Oder man bedenke die Möglichkeiten, die gottgefälliges Singledasein schenkt, um die tiefsitzenden Verwirrungen Vieler bezüglich ihrer Identität und Sexualität zu beantworten. Die Erwartung an romantische und sexuelle Erfüllung wird überfrachtet, sie ist zu einem der wichtigsten Güter der modernen, westlichen Gesellschaft geworden. Nun bedenke man den christlichen Single, der die Erfüllung seiner tiefsten Sehnsüchte in Christus gestillt findet und im fröhlichen Dienst an seinen Nächsten lebt. Solche Menschen verkörpern einen prophetischen Gegenpunkt zur Welt um uns herum. Das Leben dreht sich nicht um mich. Sex dreht sich nicht um mich. Einer ist’s, der ein Bräutigam ist, so vollkommen in all seiner Perfektion, dass er selbst die intensivsten romantischen Erfahrungen dieser Welt überstrahlt. Einer, dessen zukünftiges Leben mit seinem Volk so erfüllt und vollständig sein wird, dass es für uns in der zukünftigen Zeit nicht mehr nötig sein wird, zu heiraten oder verheiratet zu werden (Mt 22,30).

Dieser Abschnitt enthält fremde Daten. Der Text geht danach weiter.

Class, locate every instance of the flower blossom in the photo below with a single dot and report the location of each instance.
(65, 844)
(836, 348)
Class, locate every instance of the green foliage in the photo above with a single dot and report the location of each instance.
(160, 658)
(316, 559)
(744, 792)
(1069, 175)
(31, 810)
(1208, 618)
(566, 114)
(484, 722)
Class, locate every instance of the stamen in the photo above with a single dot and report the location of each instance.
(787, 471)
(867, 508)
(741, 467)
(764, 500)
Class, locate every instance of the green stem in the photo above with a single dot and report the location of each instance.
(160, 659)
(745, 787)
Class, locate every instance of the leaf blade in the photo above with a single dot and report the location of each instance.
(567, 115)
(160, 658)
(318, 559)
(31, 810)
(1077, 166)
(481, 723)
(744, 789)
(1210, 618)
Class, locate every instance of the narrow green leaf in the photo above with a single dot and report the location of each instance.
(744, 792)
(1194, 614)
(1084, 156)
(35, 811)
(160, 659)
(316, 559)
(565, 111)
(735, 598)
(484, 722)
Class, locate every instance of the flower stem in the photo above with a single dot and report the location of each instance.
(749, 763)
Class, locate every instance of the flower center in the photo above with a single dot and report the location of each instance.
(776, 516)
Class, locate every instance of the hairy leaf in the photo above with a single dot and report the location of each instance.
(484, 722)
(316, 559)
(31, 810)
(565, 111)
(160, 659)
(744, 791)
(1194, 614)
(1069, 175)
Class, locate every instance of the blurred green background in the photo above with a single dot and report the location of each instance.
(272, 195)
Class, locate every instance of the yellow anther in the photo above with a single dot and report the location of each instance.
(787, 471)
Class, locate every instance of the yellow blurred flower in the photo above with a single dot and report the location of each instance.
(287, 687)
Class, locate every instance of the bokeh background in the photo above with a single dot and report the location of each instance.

Das Zeitalter des Selbst wird uns aller Voraussicht nach noch weiter erhalten bleiben. Doch die Antwort auf alle scheinbar unerschütterlichen „Zeitalter” dieser Welt ist das Evangelium dieses einen Mannes, Jesus Christus, dessen Wort uns allezeit auf guten Wegen leiten wird und dessen Leben mit uns für all unsere tiefsten Bedürfnisse und Sehnsüchte genug ist.


[1]  Vgl. Carl R. Truemans kulturanalytischer Meilenstein The Rise and Triumph of the Modern Self: Cultural Amnesia, Expressive Individualism, and the Road to the Sexual Revolution (Wheaton, Illinois: Crossway, 2020). Eine deutsche Übersetzung soll noch dieses Jahr bei Verbum Medien erscheinen.

Sam Allberry ist Redakteur bei The Gospel Coalition, Apologet, Redner und Pastor in Maidenhead (England). Er hat mehrere Bücher geschrieben, darunter Ist Gott homophob?.